Simulation-based power curves

6 min read

power analysis simulation statistics

Introduction

In a previous post I covered how to perform simulation-based power analyses. A limitation in that post is that usually the question is not what our power is, but rather which sample size gives us the desired power. With the code from my previous post you can get to the right sample size by changing the sample size parameters and then checking whether this gives you enough power. It’s fine, but it’s a little bit of a hassle.

A more substantive, and related, limitation is that statistical power isn’t about a single threshold number that you’re supposed to reach. Power is a curve, after all. The difference between having obtained 79% power or 80% power is only 1% and does not strongly affect the interpretation of your obtained power. The code from my previous post doesn’t really illustrate this point, so let’s do that here.

Setup

If you want to follow along, run the following setup code:

# Load packages
library(MASS)
library(tidyverse)
library(effectsize)

# Optional: Create color variables for the plots
green <- "#00B88D"
yellow <- "#f39c12"
off_white <- "#cccccc"

Let’s look at one of the scenarios from the previous post: the two t-test scenario.
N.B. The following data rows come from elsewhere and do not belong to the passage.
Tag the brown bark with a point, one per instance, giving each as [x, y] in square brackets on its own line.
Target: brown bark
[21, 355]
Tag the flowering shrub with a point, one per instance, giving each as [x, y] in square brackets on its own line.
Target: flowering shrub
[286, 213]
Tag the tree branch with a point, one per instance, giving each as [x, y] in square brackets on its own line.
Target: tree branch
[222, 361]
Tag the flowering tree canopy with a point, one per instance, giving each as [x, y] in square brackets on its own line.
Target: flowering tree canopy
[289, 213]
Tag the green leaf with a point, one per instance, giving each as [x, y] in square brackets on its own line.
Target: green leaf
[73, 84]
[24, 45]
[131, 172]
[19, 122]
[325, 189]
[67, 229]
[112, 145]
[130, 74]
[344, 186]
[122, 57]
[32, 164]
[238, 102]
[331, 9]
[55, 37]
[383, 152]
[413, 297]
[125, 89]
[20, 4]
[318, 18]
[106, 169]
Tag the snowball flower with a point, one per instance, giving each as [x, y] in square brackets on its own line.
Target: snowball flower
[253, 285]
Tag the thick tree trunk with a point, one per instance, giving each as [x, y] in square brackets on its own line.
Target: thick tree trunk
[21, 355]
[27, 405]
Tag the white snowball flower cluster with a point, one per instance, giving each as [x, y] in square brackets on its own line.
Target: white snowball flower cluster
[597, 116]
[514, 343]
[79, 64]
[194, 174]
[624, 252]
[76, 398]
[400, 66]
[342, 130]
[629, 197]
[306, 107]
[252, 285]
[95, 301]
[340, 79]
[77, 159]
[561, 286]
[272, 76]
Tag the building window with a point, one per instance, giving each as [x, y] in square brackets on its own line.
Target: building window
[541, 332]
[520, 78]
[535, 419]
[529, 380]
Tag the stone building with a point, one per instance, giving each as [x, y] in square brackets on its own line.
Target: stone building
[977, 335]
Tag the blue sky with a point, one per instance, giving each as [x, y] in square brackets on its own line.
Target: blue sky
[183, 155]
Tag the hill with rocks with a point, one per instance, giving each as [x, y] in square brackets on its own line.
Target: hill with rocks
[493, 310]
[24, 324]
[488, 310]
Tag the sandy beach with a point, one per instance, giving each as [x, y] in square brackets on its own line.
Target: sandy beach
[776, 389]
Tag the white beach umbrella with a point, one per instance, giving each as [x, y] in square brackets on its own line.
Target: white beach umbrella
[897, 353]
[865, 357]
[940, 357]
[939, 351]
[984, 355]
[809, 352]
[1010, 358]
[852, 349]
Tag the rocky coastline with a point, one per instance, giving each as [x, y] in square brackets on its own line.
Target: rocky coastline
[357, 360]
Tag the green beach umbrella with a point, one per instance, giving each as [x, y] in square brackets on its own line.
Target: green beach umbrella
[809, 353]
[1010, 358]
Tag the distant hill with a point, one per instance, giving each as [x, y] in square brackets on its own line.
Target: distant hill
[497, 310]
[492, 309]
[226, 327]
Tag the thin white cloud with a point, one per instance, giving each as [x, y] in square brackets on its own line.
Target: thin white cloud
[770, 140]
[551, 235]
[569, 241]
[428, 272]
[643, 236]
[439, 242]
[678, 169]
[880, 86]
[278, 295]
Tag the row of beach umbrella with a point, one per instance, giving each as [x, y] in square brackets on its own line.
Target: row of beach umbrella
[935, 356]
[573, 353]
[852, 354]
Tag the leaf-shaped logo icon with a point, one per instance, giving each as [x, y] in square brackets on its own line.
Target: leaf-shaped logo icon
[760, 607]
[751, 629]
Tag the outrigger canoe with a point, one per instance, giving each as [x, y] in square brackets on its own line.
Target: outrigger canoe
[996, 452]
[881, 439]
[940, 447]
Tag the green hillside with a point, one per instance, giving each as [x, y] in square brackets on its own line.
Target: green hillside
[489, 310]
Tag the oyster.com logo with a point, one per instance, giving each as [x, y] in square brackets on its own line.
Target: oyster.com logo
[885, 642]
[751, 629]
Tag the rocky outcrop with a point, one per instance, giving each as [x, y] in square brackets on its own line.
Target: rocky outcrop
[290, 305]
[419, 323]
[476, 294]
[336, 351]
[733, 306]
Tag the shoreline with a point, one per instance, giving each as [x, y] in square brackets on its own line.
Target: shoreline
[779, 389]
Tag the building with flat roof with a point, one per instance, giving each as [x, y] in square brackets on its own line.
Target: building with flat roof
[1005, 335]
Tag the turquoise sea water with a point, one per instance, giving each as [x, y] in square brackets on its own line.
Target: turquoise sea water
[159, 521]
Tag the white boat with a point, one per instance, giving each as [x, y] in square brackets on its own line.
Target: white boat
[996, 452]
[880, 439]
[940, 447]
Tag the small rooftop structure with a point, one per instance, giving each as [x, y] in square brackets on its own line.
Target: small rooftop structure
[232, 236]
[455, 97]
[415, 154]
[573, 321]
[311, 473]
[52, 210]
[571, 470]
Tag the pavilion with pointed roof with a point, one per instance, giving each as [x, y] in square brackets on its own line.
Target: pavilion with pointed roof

We have one treatment condition and two control conditions. Our goal is to have enough power to find a significant difference between the treatment condition and both control conditions. Let’s begin with a single simulation, just to see what the data would look like.

# Parameters
M_control1 <- 5
M_control2 <- M_control1
M_treatment <- 5.5
SD_control1 <- 1
SD_control2 <- SD_control1
SD_treatment <- 1.5
N <- 50

# Simulate once
control1 <- mvrnorm(N, mu = M_control1, Sigma = SD_control1^2, 
  empirical = TRUE)
control2 <- mvrnorm(N, mu = M_control2, Sigma = SD_control2^2, 
  empirical = TRUE)
treatment <- mvrnorm(N, mu = M_treatment, Sigma = SD_treatment^2, 
  empirical = TRUE)

# Prepare data
colnames(control1) <- "DV"
colnames(control2) <- "DV"
colnames(treatment) <- "DV"

control1 <- control1 %>%
  as_tibble() %>%
  mutate(condition = "control 1")

control2 <- control2 %>%
  as_tibble() %>%
  mutate(condition = "control 2")

treatment <- treatment %>%
  as_tibble() %>%
  mutate(condition = "treatment")

data <- bind_rows(control1, control2, treatment)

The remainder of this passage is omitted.